In our previous study, we reported that the Nrf2-induced expression of HO-1 exerted anti-inflammatory effects in ECs (19). Hence, in this study, we examined the HO-1 levels over the time course of lycopene pre-treatment and found that the HO-1 protein levels increased after 6 h of lycopene pre-treatment and this increased persisted for up to 12 h (Fig. 5A). In the ECs treated with various concentrations of lycopene, HO-1 protein expression was increased (at the concentrations of 1–5 µM) (Fig. 5B).

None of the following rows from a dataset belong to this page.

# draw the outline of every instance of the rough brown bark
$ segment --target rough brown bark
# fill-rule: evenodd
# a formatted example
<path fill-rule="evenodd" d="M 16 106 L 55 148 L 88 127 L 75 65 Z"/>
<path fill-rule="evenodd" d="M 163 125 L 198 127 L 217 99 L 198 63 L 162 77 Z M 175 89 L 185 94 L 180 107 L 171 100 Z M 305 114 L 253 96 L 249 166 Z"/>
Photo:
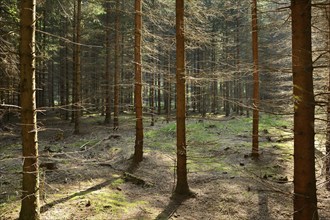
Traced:
<path fill-rule="evenodd" d="M 143 111 L 142 111 L 142 59 L 141 59 L 142 0 L 135 0 L 135 151 L 134 162 L 143 160 Z"/>
<path fill-rule="evenodd" d="M 185 94 L 185 43 L 184 0 L 176 0 L 176 135 L 177 184 L 175 193 L 189 194 L 187 178 L 186 144 L 186 94 Z"/>
<path fill-rule="evenodd" d="M 318 219 L 311 49 L 311 1 L 291 1 L 294 97 L 294 218 Z"/>
<path fill-rule="evenodd" d="M 259 156 L 259 57 L 258 57 L 258 18 L 257 0 L 252 1 L 252 53 L 253 53 L 253 126 L 252 156 Z"/>
<path fill-rule="evenodd" d="M 22 202 L 19 219 L 40 219 L 38 136 L 35 88 L 36 1 L 20 2 L 20 78 L 23 146 Z"/>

To investigate whether HO-1 induction contributes to the protective effects of lycopene, HO-1 siRNA experiments were performed. Indeed, transfection with HO-1 siRNA suppressed the inhibitory effects of lycopene on ICAM-1 expression (Fig. 6A). Consistently, transfection of the ECs with HO-1 siRNA also reversed the inhibitory effects of lycopene on IκB degradation following treatment with lycopene for 12 h (Fig. 6B). Our previous data found that CO seems to be the major mediator of the anti-inflammatory effects of HO-1 (20,21). In this study, we found that pre-treatment of the ECs with 25 µM CO donor [tricarbonyldichlororuthenium (II) dimer] (TCDC) for 3 h inhibited TNFα-induced ICAM-1 expression (Fig. 6C). Therefore, our data indicate that the lycopene-induced expression of HO-1 is involved in the anti-inflammatory effects in ECs.